Black and White. Good and Evil. Ying and Yang. There is always some type of duality to everything, because humans usually put it there to distinguish even the most obvious shades of gray. We can say something is good or evil, and leave it at that because those words alone mean enough to make a judgment. A lot of journalists use them as well, and it is certainly a theme in video games, such as Fable, Knights of the Old Republic, and Bioshock.
Now Soul Calibur IV, the latest installment of one of the most critically acclaimed fighting games out there, takes this to a new level, and not in a direction we would typically hope for. A game that is good enough to be above most, but bad enough to be inferior to it’s successors, nestles it into that shade of gray.

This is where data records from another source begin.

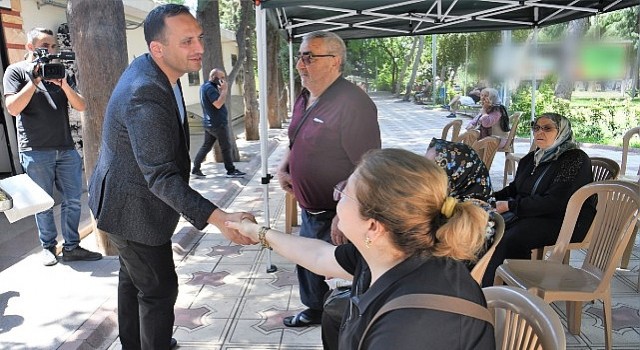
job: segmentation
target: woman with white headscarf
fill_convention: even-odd
[[[498,96],[498,90],[485,88],[480,92],[480,104],[482,109],[467,125],[467,130],[480,130],[480,137],[498,136],[502,139],[500,148],[507,143],[509,135],[509,114],[504,108]]]
[[[520,160],[515,178],[495,192],[496,210],[506,230],[482,280],[493,285],[504,259],[530,259],[531,250],[555,244],[569,198],[593,181],[591,160],[574,142],[569,119],[544,113],[532,124],[536,150]],[[595,215],[595,201],[582,206],[572,242],[587,234]]]

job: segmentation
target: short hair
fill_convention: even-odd
[[[209,72],[209,80],[215,78],[216,73],[218,73],[218,72],[222,72],[222,73],[224,73],[224,75],[227,75],[227,73],[224,71],[224,69],[222,69],[222,68],[214,68],[214,69],[211,70],[211,72]]]
[[[435,162],[402,149],[371,150],[353,177],[360,216],[382,224],[399,250],[408,256],[476,259],[488,214],[470,202],[457,203],[443,221],[448,178]]]
[[[27,42],[31,43],[32,45],[35,45],[36,40],[40,39],[42,37],[42,34],[53,36],[53,31],[51,29],[42,28],[42,27],[32,28],[27,33]]]
[[[190,15],[191,12],[187,6],[177,4],[164,4],[151,10],[144,20],[144,40],[147,46],[152,41],[164,40],[165,18],[183,14]]]
[[[340,57],[340,72],[344,70],[344,65],[347,62],[347,46],[336,33],[325,32],[319,30],[306,34],[302,41],[310,41],[313,39],[322,39],[324,44],[327,45],[329,53]]]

Essentially, what we have in Soul Calibur IV is more of the same, with a new wrapper and a few new features. The character combo system is still the crux of game, and as complicated as it is, it is deep and engaging enough for people to try and master the various styles of combat that each character in the game represents. As deep as it is though, the training mode here is seriously lackluster, letting the players experiment mostly instead of teaching them some of the harder, yet more important moves, like the guard impact or the attack grapple systems. A lot of what the players will do fall under trial and error, and for newcomers to the series, that could be a turnoff.
Another problem is the characters themselves have not changed since Soul Calibur II. We have only two new additions, Hilde and the final boss, and everyone else since II and III make an appearance, but are just cosmetically different. So if you’re a veteran of the other games, but still have trouble executing the moves right, it will be the same song, different verse. The characters still move slow, the combo system is still not as fluid as it should be, and it is sometimes just better to button mash then to try and execute precision moves.
And this time around, the guest characters are horrible. Now, back in II it was a fun idea because you can see Heihachi, Spawn and Link in these games with reason, and at the very least, they were balanced with the game. For the 360, Yoda is essentially broken; requiring a lot of patience to use because he has weak hopping techniques and charge moves, and the Apprentice is overpowered. He is faster than everyone else in the game, and can wipe the floor with some of the larger characters easily, like Rock and Astaroth. The other guest characters, five vixens from the world of anime, are also slightly off balanced, but at the very least they look like they fit in the game in some form. I always hated the idea of Star Wars in the 16th century, and no explanation will suffice for me.
The games single player modes are also criminally short. Arcade and Story mode are fixed battles between one or more opponents, last ten minutes at best, and offer no true challenge what so ever. The new Tower of the Souls player mode is a step up from the Chronicles of the Sword, and actually rewards players for learning combos and executing specific battle conditions with items for the character creation system. But it is essentially the same thing as the Story mode, only longer and can be done at your own pace.
Character creation, one of the things I loved about Soul Calibur III, is back but like everything else, has been changed for both good and bad. Here, instead of custom weapon sets, an idea that I liked a lot, you can only create characters with the sets of the current roster, meaning your characters are essentially different skins of the main cast. The only difference is you can tweak their stats based on what you put on them, because now every piece of costume in character creation has stats tacked onto it that can increase or decrease health, attack power, defense, and other special powers like blocking a ring out, invisibility or automatic countering. This is a good idea in theory, but it also means some costume parts will never be used, and there is likely one maxed out set of armor that every player under the sun will use to make their character god-like.
One thing that is new and long awaited is online multi-player, which will pit you, and any fighter in the game against opponents over X-box live. I think the online needs to be tweaked, because I tried for two hours to fight other players, and like almost everything else, there is no explanation on how it works. However, the fact that you can fight custom characters online greatly expands the Soul Calibur experience, and is easily the most enjoyable part of the game so far.
Graphically the game has never looked better. The level of detail is astounding, and the effects of fighting, which now include the erosion of armor as it breaks away adds another element of realism to the game. As for the sound, well they finally added Japanese dubs; so listening to the horrible voice acting is now an option.
So, all in all, Soul Calibur IV is essentially what Soul Calibur III and II were, a game that embodies the shade of gray. Unlike the dichotomy of good and evil that the games theme is all about, Namco took the middle route and created a game that, while is a cut above the rest in most aspects, has failed to change much over the past five years. The game is barely worth a buy, just barely if you can shell out the cash for it, but the series is now at a crossroads where changes need to come in, or else it will venture from that gray area and rapidly fall into darkness.